Debates about the sale of student loans have been plagued by misinformation. One particular issue is the idea that someone could buy the loans and then change the terms and conditions so graduates end up paying more. In fact, the terms and conditions have to be nailed down at the point of sale because otherwise the buyer has no idea what it is they are buying and will not part with their money.

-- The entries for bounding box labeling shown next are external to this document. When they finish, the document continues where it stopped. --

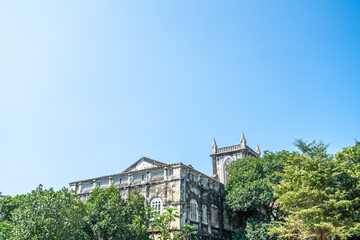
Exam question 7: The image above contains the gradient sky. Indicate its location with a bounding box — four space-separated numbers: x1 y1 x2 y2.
0 0 360 195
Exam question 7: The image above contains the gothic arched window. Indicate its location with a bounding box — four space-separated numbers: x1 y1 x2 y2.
224 157 232 184
150 198 162 213
190 199 198 221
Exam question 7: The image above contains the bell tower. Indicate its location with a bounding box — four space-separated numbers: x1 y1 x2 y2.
210 132 261 184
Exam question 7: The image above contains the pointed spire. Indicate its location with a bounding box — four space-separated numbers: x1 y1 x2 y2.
212 138 217 153
240 132 246 148
256 144 261 156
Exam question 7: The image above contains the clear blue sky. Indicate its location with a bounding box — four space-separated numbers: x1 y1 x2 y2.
0 0 360 195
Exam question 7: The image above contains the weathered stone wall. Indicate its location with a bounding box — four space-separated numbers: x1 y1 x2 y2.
70 163 233 239
180 167 233 239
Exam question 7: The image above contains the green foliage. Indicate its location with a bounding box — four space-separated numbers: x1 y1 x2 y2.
225 151 289 219
148 208 196 240
0 185 149 240
271 140 360 239
85 186 148 240
1 185 87 239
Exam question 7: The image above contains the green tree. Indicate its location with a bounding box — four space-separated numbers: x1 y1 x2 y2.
225 151 289 219
271 140 360 239
0 185 87 239
85 186 149 240
233 217 277 240
225 151 290 240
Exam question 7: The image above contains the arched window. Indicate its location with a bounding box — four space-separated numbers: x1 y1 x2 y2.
190 199 198 221
202 204 207 223
150 198 162 213
223 157 232 184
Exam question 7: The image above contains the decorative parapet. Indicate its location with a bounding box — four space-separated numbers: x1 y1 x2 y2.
217 144 245 153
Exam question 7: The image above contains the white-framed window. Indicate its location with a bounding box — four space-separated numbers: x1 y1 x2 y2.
202 204 207 223
150 198 162 213
190 199 199 221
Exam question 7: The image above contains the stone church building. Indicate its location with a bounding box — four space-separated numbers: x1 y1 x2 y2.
70 134 261 239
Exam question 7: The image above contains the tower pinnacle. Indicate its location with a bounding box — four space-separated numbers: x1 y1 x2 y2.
255 144 261 156
240 132 246 148
212 138 217 153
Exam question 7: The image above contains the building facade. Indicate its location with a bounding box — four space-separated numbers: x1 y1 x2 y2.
70 134 260 239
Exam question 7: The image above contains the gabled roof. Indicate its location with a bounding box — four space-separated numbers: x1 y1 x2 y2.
122 157 168 173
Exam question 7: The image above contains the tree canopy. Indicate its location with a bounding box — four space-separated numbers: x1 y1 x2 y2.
272 140 360 239
0 185 149 240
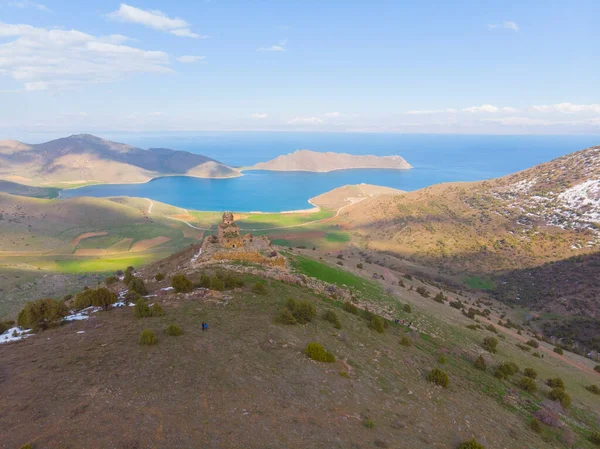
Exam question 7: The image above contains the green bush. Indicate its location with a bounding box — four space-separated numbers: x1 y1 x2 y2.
369 316 385 334
523 368 537 379
165 324 183 337
519 377 537 393
275 307 298 324
304 341 335 363
134 298 152 318
140 329 157 346
17 298 69 329
525 340 540 348
458 438 485 449
252 281 267 295
129 278 148 296
323 310 342 329
400 335 412 347
171 274 194 293
150 302 165 316
474 355 486 371
104 276 119 285
585 385 600 394
548 387 571 408
481 337 498 354
546 377 565 388
427 368 449 388
344 301 358 315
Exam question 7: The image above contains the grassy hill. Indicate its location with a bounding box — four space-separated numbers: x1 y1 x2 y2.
0 250 600 449
0 134 239 187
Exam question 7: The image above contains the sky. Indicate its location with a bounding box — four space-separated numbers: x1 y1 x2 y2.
0 0 600 139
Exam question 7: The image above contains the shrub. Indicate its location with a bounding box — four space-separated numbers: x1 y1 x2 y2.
165 324 183 337
171 274 194 293
134 298 152 318
304 341 335 363
519 377 537 393
525 340 540 348
323 310 342 329
400 335 412 346
104 276 119 285
344 301 358 315
427 368 449 388
275 307 298 324
252 281 267 295
474 355 486 371
150 302 165 316
140 329 157 346
482 337 498 354
494 362 519 379
369 316 385 334
129 278 148 296
546 377 565 389
458 438 485 449
585 385 600 394
548 387 571 408
17 298 69 329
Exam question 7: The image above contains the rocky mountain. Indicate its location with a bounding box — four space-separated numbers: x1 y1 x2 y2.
250 150 412 172
0 134 239 186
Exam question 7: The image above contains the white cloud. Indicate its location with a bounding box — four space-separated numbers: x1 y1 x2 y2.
405 108 458 115
488 20 519 31
288 117 323 125
533 103 600 114
256 40 287 51
175 55 206 64
463 104 500 113
0 22 171 91
107 3 207 39
8 0 52 12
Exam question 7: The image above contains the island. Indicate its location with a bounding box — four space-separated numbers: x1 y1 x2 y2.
245 150 412 173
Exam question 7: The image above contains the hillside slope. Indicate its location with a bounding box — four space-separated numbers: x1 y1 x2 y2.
0 134 239 186
249 150 412 172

The Government have told me that the terms of the sale mean ‘investors would have no right to change any of the current loan arrangements or to directly contact people who hold the loans’. Moreover, as we have seen in recent times, the terms can be changed when the loans are on the government’s books – the repayment threshold was going to go up in line with earnings, but is now fixed at £21,000. So the public debate on terms and conditions is in the realm of alternative facts.

What really matters for the long term are, first, whether taxpayers get value for money. We saw in Gordon Brown’s sale of the government’s gold and also in Vince Cable’s sale of Royal Mail how hard that is to achieve and how controversial it can be if the price paid comes to seem too low. Ministers will say the underlying legislation only allows sales which are good value for money but it takes time to know if that has happened in practice. A second important question is what might happen if the government should ever come to feel that it can afford to ease the debt burden on graduates. I have argued elsewhere that this could be a theme of the 2030 general election. If that were ever to happen, it probably became a whole lot messier today.

Finally, one interesting historical nugget from today’s announcement is that it is Barclays who are working with the Government to sell off the loans. Had Barclays been as bold in the 1980s as they are today, this loan sale would never have happened. The Student Loans Company was originally devised to be owned by the ten clearing banks in the UK, but they backed down in the late 1980s in the face of student protests and the Company came to be owned by Government instead. So, today’s announcement also signals another important change: the much reduced power of the student movement to change the priorities of Britain’s lawmakers.